This was written in response to a friend's comment on facebook. Published here because I hate reading long comments on facebook.
I think there are two big differences between our discourse on housing policy and that with health care.
First, the external context for the latter was much more objectively defined. Health care had been the topic of extended national debate. There was tremendous literature on health care reform, from academics to journalists and everyone in between. Many of those people were self-consciously working to inform public debate, people like Aaron Carroll and Uwe Reinhardt put a lot of work into translating research results and policy discussion into layman's terms. You and I could draw on that, it wasn't just "I think…". Finally, when we began discussions the ACA was law, we never dealt with mutually exclusive choices where doing one thing necessarily implied not doing something else. We also never confronted value choices like universal coverage vs. affordable care for the very sick, the ACA set the table.

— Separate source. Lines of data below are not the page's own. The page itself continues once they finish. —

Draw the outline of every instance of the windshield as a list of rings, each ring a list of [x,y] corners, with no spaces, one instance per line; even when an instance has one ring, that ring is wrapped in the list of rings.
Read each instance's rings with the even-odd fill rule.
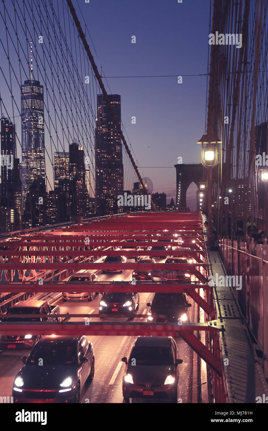
[[[132,359],[136,359],[136,365],[166,365],[173,363],[171,353],[168,347],[136,347],[132,352],[129,363],[132,363]]]
[[[165,263],[187,263],[186,259],[167,259]]]
[[[107,256],[105,260],[106,262],[121,262],[121,257],[120,256]]]
[[[71,344],[57,343],[43,343],[37,345],[30,354],[27,365],[38,365],[40,358],[43,365],[74,365],[77,362],[77,353]]]
[[[152,307],[173,307],[185,306],[182,294],[157,294],[154,297]]]
[[[105,294],[103,295],[103,300],[108,302],[126,302],[131,301],[132,299],[131,294],[114,293]]]

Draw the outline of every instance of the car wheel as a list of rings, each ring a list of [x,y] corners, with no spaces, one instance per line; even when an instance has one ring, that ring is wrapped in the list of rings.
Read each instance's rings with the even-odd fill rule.
[[[74,398],[74,403],[75,404],[79,404],[80,402],[80,384],[77,384],[77,387],[76,390],[76,393],[75,394],[75,397]]]
[[[92,381],[94,378],[94,374],[95,372],[95,361],[94,359],[92,359],[92,362],[91,362],[91,366],[90,367],[90,374],[89,376],[89,381]]]

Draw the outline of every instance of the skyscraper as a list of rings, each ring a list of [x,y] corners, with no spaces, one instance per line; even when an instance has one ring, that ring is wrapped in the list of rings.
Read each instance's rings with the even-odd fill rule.
[[[117,121],[121,123],[121,97],[110,94]],[[100,215],[117,212],[117,196],[123,191],[123,152],[120,134],[103,94],[97,95],[95,134],[96,210]]]
[[[69,153],[54,153],[54,184],[55,190],[62,191],[69,191]]]
[[[16,157],[15,126],[1,119],[1,206],[14,205],[14,159]]]
[[[40,189],[40,196],[45,192],[44,128],[44,90],[39,81],[34,79],[31,63],[30,79],[21,88],[22,170],[22,206],[30,188],[34,182]]]

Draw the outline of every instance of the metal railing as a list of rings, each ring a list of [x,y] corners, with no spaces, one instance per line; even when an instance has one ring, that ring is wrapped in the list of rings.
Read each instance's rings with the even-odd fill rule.
[[[245,320],[263,352],[268,375],[268,246],[222,239],[219,247],[228,275],[241,277],[242,288],[234,289]]]

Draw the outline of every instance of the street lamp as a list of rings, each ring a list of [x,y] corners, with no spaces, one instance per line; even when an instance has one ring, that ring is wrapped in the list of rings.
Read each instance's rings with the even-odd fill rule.
[[[208,219],[209,227],[211,229],[211,169],[219,162],[219,153],[218,146],[221,144],[222,141],[212,133],[212,128],[208,126],[207,134],[203,134],[200,139],[197,141],[197,144],[200,144],[201,157],[202,165],[208,170],[207,173],[208,189]],[[201,187],[200,187],[201,188]],[[214,205],[213,206],[214,206]]]
[[[261,170],[261,178],[262,181],[268,181],[268,171]]]

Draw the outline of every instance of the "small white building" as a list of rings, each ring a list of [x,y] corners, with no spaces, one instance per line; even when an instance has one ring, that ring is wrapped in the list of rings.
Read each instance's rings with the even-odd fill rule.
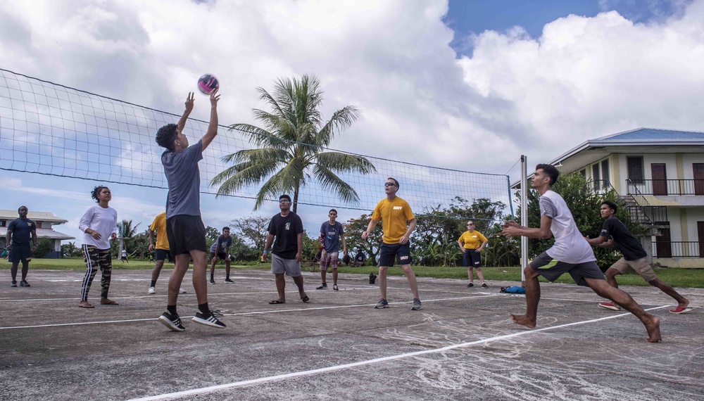
[[[11,222],[18,218],[17,210],[6,210],[0,209],[0,243],[5,246],[5,238],[7,235],[7,226]],[[63,233],[60,233],[54,229],[53,226],[63,224],[68,220],[57,217],[51,212],[32,212],[27,215],[27,218],[37,224],[37,238],[47,237],[54,240],[54,247],[51,252],[47,253],[45,257],[61,257],[61,241],[65,239],[75,239]]]
[[[704,132],[640,128],[589,139],[550,164],[595,191],[613,188],[653,229],[641,242],[653,262],[704,267]]]

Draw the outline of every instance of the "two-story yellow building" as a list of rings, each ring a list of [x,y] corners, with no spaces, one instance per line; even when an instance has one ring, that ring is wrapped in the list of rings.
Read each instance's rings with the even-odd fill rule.
[[[641,128],[590,139],[550,163],[592,180],[595,191],[615,189],[653,229],[641,241],[654,262],[704,267],[704,132]]]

None of that is the case with housing policy. I find the literature sparse and of limited scope, and the only people promoting it in public discourse are advocates of one policy or another. There's nothing objective to connect with. And with that material we confront a vaster problem, the gulf between "what is" and "what should be" is bigger with housing. For example, even before health care reform we had backstops, anyone could walk into an ER and receive life sustaining care. We didn't have bodies in the street. That's clearly not the case with housing. A bigger problem means bigger solutions, and more variability in preferred courses of action.
The second difference is that with health care, I thought both the state and the country were going in the right direction. Political debate was focused on how best to expand access to care, there was no voice of significance arguing that we needed less access to care, or that some people should get care and others should not. I'd liken health care discourse to a river that, while it had rocks and other hidden dangers that could turn over the unwary, would sooner or later get everyone to the right place. In contrast, I think the housing discourse in Portland is headed to a terrible place.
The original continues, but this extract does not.